# fluval edge



## tonyg1 (15 Mar 2012)

i have an edge set up in the kitchen and to be fare i'm really disapointed with it,the filter is pants and the lighting is also very poor(halogen bulbs),the lights can be sorted easily enough but the filter is a different matter.i have a fluval 106 waiting to take over from the standard filter,but do fluval do an outlet kit either spray bar or lily pipe to fit or will i have to diy one.


----------



## Christie_ZXR (16 Mar 2012)

To my knowledge, you'll need to DIY one.  Could possibly butcher the existing inlet? 
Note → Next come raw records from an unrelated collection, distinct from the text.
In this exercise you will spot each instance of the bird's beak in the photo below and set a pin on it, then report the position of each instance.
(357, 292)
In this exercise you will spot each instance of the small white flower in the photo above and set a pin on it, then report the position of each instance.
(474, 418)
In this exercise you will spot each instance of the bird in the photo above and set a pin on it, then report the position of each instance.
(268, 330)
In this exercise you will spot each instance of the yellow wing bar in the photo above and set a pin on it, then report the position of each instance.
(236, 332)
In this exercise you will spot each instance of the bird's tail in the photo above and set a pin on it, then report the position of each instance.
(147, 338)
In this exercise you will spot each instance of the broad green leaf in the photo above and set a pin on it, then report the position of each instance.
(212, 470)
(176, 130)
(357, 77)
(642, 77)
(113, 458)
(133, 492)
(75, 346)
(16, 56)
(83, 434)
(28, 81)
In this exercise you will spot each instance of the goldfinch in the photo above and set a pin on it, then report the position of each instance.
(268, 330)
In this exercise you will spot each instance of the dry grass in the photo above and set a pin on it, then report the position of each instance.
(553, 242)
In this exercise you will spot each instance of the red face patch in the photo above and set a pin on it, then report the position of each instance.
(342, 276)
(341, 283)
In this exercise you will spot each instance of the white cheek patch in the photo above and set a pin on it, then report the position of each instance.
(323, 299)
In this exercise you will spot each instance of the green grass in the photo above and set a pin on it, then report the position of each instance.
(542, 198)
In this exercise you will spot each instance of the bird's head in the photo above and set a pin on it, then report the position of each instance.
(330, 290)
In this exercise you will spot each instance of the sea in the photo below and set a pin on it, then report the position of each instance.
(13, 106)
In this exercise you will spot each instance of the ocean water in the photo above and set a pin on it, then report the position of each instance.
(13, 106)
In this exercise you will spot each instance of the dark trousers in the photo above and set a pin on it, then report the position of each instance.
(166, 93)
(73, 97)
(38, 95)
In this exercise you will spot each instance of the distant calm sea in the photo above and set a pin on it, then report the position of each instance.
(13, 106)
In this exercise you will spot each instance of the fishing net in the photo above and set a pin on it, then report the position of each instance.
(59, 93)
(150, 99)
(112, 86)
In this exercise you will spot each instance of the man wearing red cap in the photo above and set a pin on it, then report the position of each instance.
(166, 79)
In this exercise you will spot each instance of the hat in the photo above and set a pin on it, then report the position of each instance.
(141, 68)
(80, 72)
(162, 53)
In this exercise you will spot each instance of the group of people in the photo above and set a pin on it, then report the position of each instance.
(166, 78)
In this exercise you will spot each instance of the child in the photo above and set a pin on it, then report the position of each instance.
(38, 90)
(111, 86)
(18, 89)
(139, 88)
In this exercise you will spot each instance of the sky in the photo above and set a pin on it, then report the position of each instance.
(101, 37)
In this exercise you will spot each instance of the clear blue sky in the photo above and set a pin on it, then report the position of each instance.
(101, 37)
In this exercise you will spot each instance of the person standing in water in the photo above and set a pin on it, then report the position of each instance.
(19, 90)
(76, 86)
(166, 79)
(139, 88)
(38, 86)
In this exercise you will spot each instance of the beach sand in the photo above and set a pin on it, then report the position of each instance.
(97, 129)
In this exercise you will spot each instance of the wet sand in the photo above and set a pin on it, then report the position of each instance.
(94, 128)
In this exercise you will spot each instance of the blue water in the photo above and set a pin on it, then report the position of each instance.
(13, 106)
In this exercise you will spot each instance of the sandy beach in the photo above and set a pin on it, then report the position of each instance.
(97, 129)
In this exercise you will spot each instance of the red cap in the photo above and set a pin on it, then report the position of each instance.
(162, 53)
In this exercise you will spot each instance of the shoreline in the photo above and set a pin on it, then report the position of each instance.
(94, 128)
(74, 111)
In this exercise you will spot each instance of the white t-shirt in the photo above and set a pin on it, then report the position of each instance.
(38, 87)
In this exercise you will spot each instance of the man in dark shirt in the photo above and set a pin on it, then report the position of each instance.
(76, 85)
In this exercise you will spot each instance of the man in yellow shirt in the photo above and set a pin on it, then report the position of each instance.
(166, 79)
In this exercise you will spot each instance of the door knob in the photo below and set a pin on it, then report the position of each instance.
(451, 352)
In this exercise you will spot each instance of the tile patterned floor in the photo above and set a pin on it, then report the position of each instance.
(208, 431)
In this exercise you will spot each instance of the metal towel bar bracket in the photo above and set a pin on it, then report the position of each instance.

What's the issue with the fitted filter? I've got an edge and I love it to pieces, been running a couple of yrs now with no issues. But I do only keep a betta and my gold marble bristlenose in it, no planting. Am asking because I was thinking of planting mine soon and running it as a low-tech.


----------



## Eboeagles (16 Mar 2012)

I've been running mine planted for a year with no real problems. The filters fine for me. Not amazing but capable. Just rescaled to an iwagumi last weekend so that's the real test & I guess we'll see in the coming weeks...


----------



## tonyg1 (19 Mar 2012)

it's just that theres no flexibilty with it,its in the middle period and i would like to do some kind of low tech island scape in there which just blocks the flow around the tank as i found with an anubias nana on a piece of wood.


----------



## Christie_ZXR (20 Mar 2012)

Ah, know what you mean about that. Think I've just got used to it! lol Didn't even think of that.


----------



## tonyg1 (22 Mar 2012)

just ordered a length 16mm x 3mm of rigid tubing to fab a return and spray bar,lets see if i can do it in one piece...should be interesting!.


----------